The race to unseat Ward 2 Councilmember Jack Evans has all the makings of a sleeper—a well-funded incumbent whom the local press is treating like a shoo-in and poorly funded challengers everyone else is treating like jokers. Still, candidates James McLeod, a defense attorney, and author Raymond Avrutis are trying to make things interesting. McLeod has turned into a press-release machine, attacking Avrutis for petition irregularities in his most recent circular. And Avrutis made a big splash at the Monday-night endorsement meeting of the Gertrude Stein Democratic Club, a group of gay activists. Before a crowd of seasoned D.C. politicos, Avrutis suggested that if the city’s domestic-partnership act were overturned, 69 men should join in a “circle-jerk” around the Capitol—in cold weather—in protest. “It was definitely one of the more bizarre events I’ve been through,” says a source who attended the meeting. Claiming to be the author of a book on exploiting unemployment benefits, Avrutis coaxed a few laughs with his deadpan comment that if he loses the Sept. 10 primary, he will be available for employment or unemployment benefits on Sept. 11. Evans, clearly shaking in his boots at the prospect of the primary challenge, has filed a challenge to Avrutis’ nominating petition with the D.C. Board of Elections.

Progress in the Parks Over the past decade, neighborhoods across the District have surrendered their parks to the masses of drunks and homeless looking for a place to hang their hats. But energetic residents are now reclaiming their leisure space, park by park. First, volunteers wrested control of 16th Street’s Meridian Hill Park from the local drug dealers and restored it to its earlier splendor. Then Logan Circle’s hookers and heroin addicts were ousted by middle-class dog-walkers. Last month, Adams Morgan’s tiny, rat-infested Unity Park was razed to the ground in preparation for an arty face lift. And now, the Friends of S and T Streets Parks are nearing completion of a 3-year project to renovate the puny parks along New Hampshire Avenue between S and T Streets NW. Two weeks ago, the Opler Foundation awarded the group $25,000 for topsoil, seeding, a new brick path, and a new water hookup. As a result, the parks’ derelicts have been displaced by kids with baseball mitts, and local yuppies only complain of an occasional Frisbee dent in their Range Rovers parked nearby—a welcome tradeoff, says organizer Iris Molotsky. Until now, she says, “Nobody ever went into the parks.”

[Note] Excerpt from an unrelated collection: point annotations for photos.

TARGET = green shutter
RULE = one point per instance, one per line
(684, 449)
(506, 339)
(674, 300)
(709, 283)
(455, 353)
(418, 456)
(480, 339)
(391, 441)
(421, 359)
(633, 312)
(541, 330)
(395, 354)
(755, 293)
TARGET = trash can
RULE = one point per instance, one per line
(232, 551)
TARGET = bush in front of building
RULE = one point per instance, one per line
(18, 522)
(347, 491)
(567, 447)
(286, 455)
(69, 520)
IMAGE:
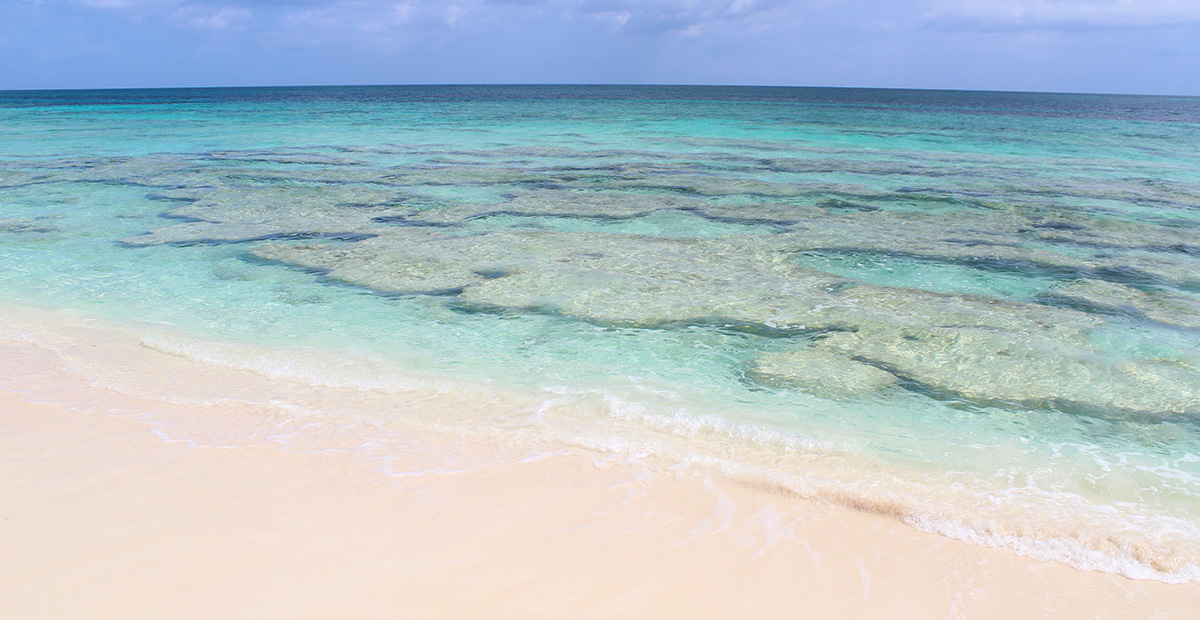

Relativity In a city where weekly trash pickup is cause for celebration, good news is always a relative thing. So for a city that never fails to make the nation’s “10 worst” lists, ranking in the middle of any national survey is a welcome event. According to a new study of nonelderly married couples, when it comes to fairness in local tax structures, the District falls somewhere in the middle. The study reveals that the 95 percent of D.C. families with annual earnings below $276,000 are paying about 10.5 percent of their income in D.C. taxes, while D.C.’s wealthiest families (with average incomes of $700,000) pay 9.3 percent of their income to the city. Still, there are some who think the city could do better. “Although the District of Columbia does not have the worst tax system in the nation, it fails the basic test of fairness,” says Citizens for Tax Justice’s Michael Ettlinger, lead author of the study. “If you’re taking 10 percent from the lower classes, you certainly should be taking 10 percent from the rich.”